We searched the Cochrane Menstrual Disorders and Subfertility Group Specialised Register of trials (February 2009), Cochrane Central Register of Controlled Trials (CENTRAL) (The Cochrane Library Issue 1, 2009), MEDLINE (1966 to February 2009), EMBASE (1980 to February 2009), and reference lists of articles.
Randomised trials comparing an ovulation suppression agent with placebo or no treatment, a suppressive agent with danazol, or a gonadotropin-releasing hormone analogue (GnRHa) with oral contraception in women with endometriosis.
Two review authors independently extracted data and assessed quality. We contacted study authors for additional information.

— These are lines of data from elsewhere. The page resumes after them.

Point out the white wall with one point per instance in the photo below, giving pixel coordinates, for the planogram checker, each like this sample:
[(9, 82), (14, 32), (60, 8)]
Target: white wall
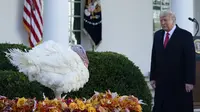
[(11, 27), (183, 10), (127, 28), (197, 12)]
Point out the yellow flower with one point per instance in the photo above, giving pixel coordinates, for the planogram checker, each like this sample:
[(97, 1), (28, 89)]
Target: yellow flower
[(139, 108), (91, 109), (21, 101), (88, 105), (81, 105), (73, 105)]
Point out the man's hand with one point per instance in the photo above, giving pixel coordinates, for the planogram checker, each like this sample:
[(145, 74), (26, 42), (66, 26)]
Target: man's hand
[(153, 84), (189, 87)]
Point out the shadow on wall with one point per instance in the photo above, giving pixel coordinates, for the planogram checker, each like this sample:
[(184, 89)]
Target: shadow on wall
[(20, 28)]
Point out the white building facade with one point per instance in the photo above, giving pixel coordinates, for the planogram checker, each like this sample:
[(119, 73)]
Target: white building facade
[(127, 25)]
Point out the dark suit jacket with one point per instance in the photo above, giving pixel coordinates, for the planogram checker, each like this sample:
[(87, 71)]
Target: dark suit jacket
[(172, 67)]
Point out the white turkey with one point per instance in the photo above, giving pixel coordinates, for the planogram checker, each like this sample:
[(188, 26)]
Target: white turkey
[(61, 69)]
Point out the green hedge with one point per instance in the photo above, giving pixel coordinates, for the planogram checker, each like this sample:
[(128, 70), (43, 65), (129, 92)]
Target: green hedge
[(108, 71)]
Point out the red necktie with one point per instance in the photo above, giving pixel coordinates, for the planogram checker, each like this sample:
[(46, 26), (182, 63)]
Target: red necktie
[(166, 40)]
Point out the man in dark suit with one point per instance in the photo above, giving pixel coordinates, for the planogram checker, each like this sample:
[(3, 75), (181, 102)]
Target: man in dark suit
[(172, 72)]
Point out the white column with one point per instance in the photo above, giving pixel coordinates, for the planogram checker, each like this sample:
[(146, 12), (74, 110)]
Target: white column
[(184, 9), (56, 21)]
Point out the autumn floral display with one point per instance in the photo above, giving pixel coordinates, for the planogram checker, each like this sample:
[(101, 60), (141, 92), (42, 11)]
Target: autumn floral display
[(99, 102)]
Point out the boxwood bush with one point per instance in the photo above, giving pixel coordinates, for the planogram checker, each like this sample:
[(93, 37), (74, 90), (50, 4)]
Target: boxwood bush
[(108, 71)]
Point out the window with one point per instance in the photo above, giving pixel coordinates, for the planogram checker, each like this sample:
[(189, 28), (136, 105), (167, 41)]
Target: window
[(75, 20), (158, 6)]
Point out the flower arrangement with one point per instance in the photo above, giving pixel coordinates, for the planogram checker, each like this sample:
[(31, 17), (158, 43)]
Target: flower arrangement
[(99, 102)]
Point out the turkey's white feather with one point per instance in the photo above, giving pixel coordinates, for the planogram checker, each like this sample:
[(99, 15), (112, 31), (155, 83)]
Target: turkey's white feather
[(60, 69)]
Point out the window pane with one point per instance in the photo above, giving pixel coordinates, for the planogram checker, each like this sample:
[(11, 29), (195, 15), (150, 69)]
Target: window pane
[(77, 9), (77, 23), (78, 36)]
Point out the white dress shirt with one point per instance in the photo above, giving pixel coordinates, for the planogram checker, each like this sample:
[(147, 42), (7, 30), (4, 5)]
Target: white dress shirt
[(170, 33)]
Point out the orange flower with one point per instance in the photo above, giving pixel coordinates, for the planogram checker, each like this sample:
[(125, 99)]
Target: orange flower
[(73, 106), (91, 109)]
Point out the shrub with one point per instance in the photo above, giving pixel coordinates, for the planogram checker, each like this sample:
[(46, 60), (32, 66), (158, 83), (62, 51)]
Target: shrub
[(14, 84), (108, 71)]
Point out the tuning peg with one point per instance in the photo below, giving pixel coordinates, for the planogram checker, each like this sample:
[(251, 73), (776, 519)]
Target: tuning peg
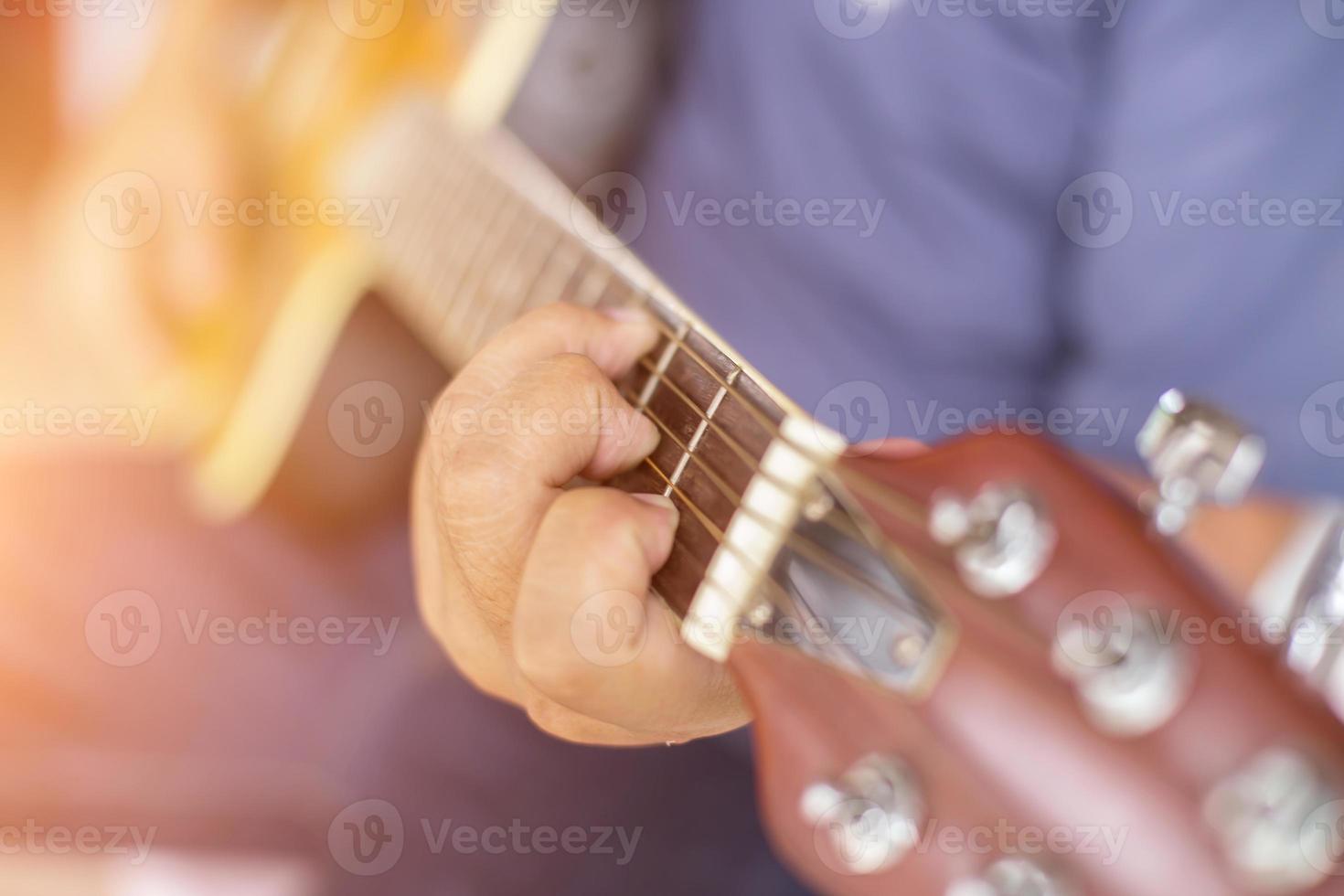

Twenty-five trials were included. Only two studies reported live births. The odds ratios (OR) for pregnancy following ovulation suppression versus placebo or no treatment was 0.97 (95% confidence interval (CI) 0.68 to 1.34, P = 0.8) for all women randomised, and 1.02 (95% CI 0.70 to 1.52, P = 0.82) for subfertile couples only despite the use of a variety of suppression agents. There was no evidence of benefit from the treatment. The common OR for pregnancy following all agents versus danazol was 1.38 (95% CI 1.05 to 1.82, P = 0.02) for all women randomised, and 1.37 (95% CI 0.94 to 1.99, P = 0.10) for subfertile couples only. When GnRHa and danazol were directly compared, the OR was 1.45 (95% CI 1.08 to 1.95, P = 0.01) for all women randomised, and 1.63 (95% CI 1.12 to 2.37, P = 0.01) for subfertile couples only, in favour of GnRHa. No effect was observed for GnRHa compared with oral contraception (OR 0.93, 95% CI 0.41 to 2.12, P = 0.86 for all women randomised; OR 0.83, 95% CI 0.34 to 2.05, P = 0.69 for subfertile couples only).